Influence of Induced Reactive Oxygen Species in p53-Mediated Cell Fate Decisions

Salvador Macip,1 Makoto Igarashi,1 Petra Berggren,1 Jian Yu,2 Sam W. Lee,3 and Stuart A. Aaronson1*

Derald H. Ruttenberg Cancer Center, Mount Sinai School of Medicine, New York, New York 10029,1 University of Pittsburgh Cancer Institute, Pittsburgh, Pennsylvania 15213,2 Cancer Biology Program, Beth Israel Deaconess Medical Center, and Harvard Medical School, Boston, Massachusetts 021153

Received 22 January 2003/ Returned for modification 26 February 2003/ Accepted 22 August 2003

The p53 tumor suppressor gene can induce either apoptosis or a permanent growth arrest (also termed senescence) phenotype in response to cellular stresses. We show that the increase in intracellular reactive oxygen species (ROS) associated with the magnitude of p53 protein expression correlated with the induction of either senescence or apoptosis in both normal and cancer cells. ROS inhibitors ameliorated both p53-dependent cell fates, implicating ROS accumulation as an effector in each case. The absence of Bax or PUMA strongly inhibited both p53-induced apoptosis and ROS increase, indicating an important role these p53 targets affecting mitochondrial function genes in p53-mediated ROS accumulation. Moreover, physiological p53 levels in combination with an exogenous ROS source were able to convert a p53 senescence response into apoptosis. All of these findings establish a critical role of ROS accumulation and mitochondrial function in p53-dependent cell fates and show that other ROS inducers can collaborate with p53 to influence these fate decisions. Thus, our studies imply that therapeutic agents that generate ROS are more likely to be toxic for normal cells than p53-negative tumor cells and provide a rationale for identifying therapeutic agents that do not complement p53 in ROS generation to ameliorate the cytotoxic side effects in normal cells.

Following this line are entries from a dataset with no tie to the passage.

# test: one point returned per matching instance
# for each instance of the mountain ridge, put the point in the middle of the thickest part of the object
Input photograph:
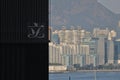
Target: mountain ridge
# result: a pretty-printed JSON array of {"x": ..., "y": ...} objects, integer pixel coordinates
[{"x": 85, "y": 13}]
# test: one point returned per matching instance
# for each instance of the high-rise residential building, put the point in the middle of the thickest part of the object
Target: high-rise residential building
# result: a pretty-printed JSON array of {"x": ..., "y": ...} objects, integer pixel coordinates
[
  {"x": 117, "y": 51},
  {"x": 97, "y": 32},
  {"x": 69, "y": 47},
  {"x": 55, "y": 37},
  {"x": 101, "y": 50},
  {"x": 110, "y": 51}
]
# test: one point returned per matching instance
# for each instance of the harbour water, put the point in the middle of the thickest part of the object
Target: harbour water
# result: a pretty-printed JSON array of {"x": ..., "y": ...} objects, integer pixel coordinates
[{"x": 85, "y": 76}]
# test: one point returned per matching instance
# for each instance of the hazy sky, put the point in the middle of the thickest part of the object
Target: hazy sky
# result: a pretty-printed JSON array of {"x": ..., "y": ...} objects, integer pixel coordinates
[{"x": 113, "y": 5}]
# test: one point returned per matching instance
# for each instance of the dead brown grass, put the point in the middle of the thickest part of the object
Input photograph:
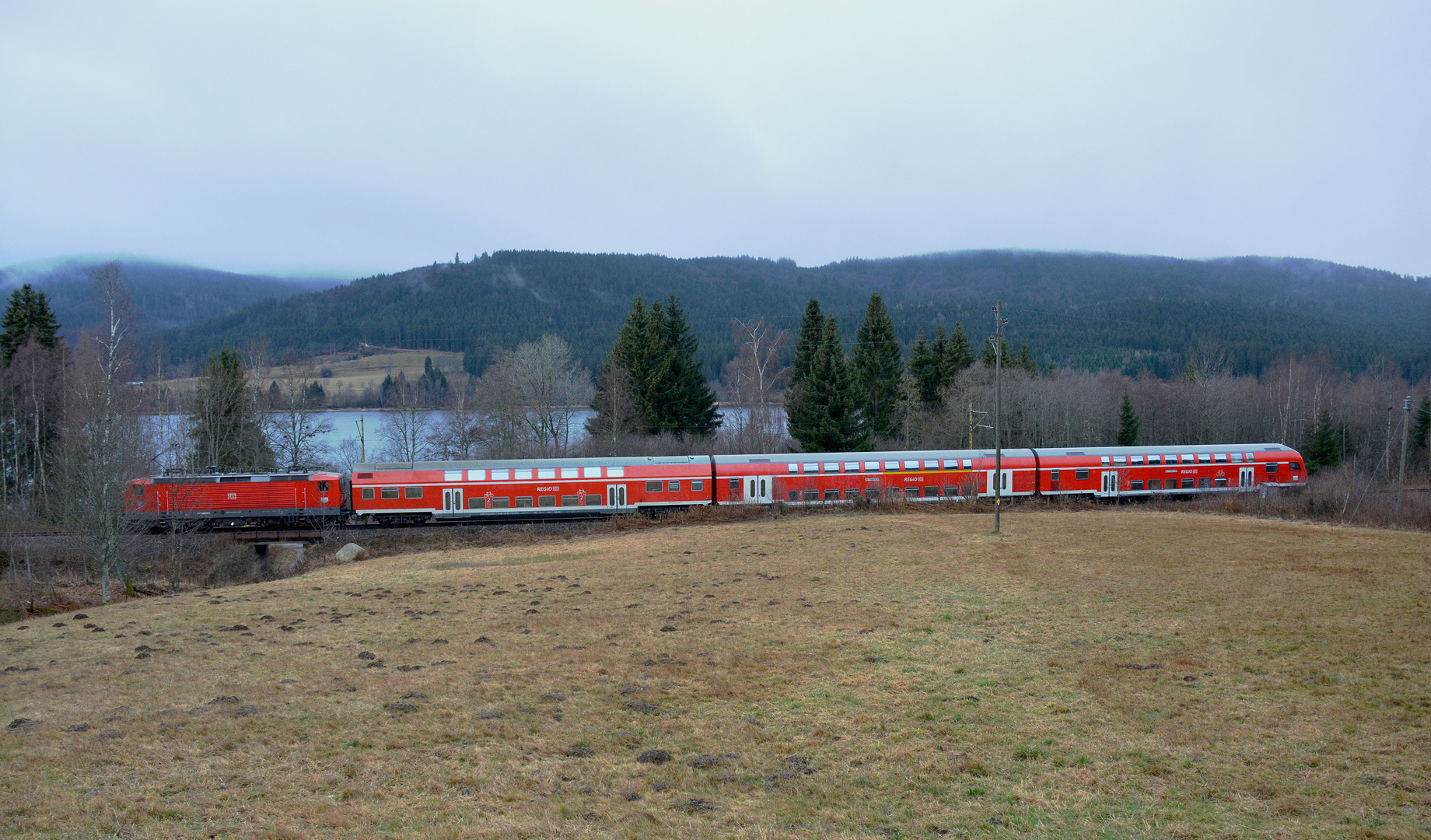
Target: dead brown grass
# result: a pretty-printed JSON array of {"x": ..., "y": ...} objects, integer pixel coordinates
[{"x": 930, "y": 679}]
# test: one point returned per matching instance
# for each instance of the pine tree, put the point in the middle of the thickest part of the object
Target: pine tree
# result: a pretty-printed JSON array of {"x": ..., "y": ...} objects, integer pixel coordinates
[
  {"x": 1328, "y": 444},
  {"x": 27, "y": 317},
  {"x": 226, "y": 431},
  {"x": 681, "y": 400},
  {"x": 926, "y": 366},
  {"x": 877, "y": 366},
  {"x": 957, "y": 357},
  {"x": 812, "y": 332},
  {"x": 1127, "y": 422},
  {"x": 826, "y": 417}
]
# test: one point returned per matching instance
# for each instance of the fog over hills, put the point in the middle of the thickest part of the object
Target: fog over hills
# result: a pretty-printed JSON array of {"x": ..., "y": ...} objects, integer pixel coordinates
[
  {"x": 165, "y": 295},
  {"x": 1082, "y": 310}
]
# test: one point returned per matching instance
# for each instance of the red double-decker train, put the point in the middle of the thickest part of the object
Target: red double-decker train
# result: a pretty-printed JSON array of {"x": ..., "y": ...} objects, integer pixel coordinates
[{"x": 555, "y": 488}]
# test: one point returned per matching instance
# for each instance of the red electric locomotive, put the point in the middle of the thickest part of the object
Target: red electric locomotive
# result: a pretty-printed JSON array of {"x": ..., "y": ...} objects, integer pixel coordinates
[{"x": 233, "y": 501}]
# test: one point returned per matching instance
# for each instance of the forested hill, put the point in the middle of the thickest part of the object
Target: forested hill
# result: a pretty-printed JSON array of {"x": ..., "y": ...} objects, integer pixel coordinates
[
  {"x": 165, "y": 295},
  {"x": 1083, "y": 310}
]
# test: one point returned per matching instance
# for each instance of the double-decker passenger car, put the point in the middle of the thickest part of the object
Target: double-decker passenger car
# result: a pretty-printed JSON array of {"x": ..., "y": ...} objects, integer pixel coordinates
[
  {"x": 550, "y": 488},
  {"x": 1102, "y": 473},
  {"x": 236, "y": 500}
]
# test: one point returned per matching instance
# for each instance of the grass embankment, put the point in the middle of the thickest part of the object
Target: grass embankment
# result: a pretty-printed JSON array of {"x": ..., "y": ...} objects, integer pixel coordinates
[{"x": 1090, "y": 674}]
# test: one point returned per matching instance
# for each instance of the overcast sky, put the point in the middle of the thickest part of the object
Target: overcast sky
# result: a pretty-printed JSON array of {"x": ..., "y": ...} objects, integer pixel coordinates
[{"x": 354, "y": 138}]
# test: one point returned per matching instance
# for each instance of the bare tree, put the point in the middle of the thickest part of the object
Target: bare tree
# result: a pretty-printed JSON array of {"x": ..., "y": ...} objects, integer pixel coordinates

* Corresponding author. Mailing address: Derald H. Ruttenberg Cancer Center, Mount Sinai School of Medicine, One Gustave L. Levy Pl., Box 1130, New York, NY 10029. Phone: (212) 659-5400. Fax: (212) 987-2240. E-mail: Stuart.Aaronson{at}mssm.edu.

Molecular and Cellular Biology, December 2003, p. 8576-8585, Vol. 23, No. 23
0022-538X/03/$08.00+0     DOI: 10.1128/MCB.23.23.8576-8585.2003
Copyright © 2003, American Society for Microbiology. All Rights Reserved.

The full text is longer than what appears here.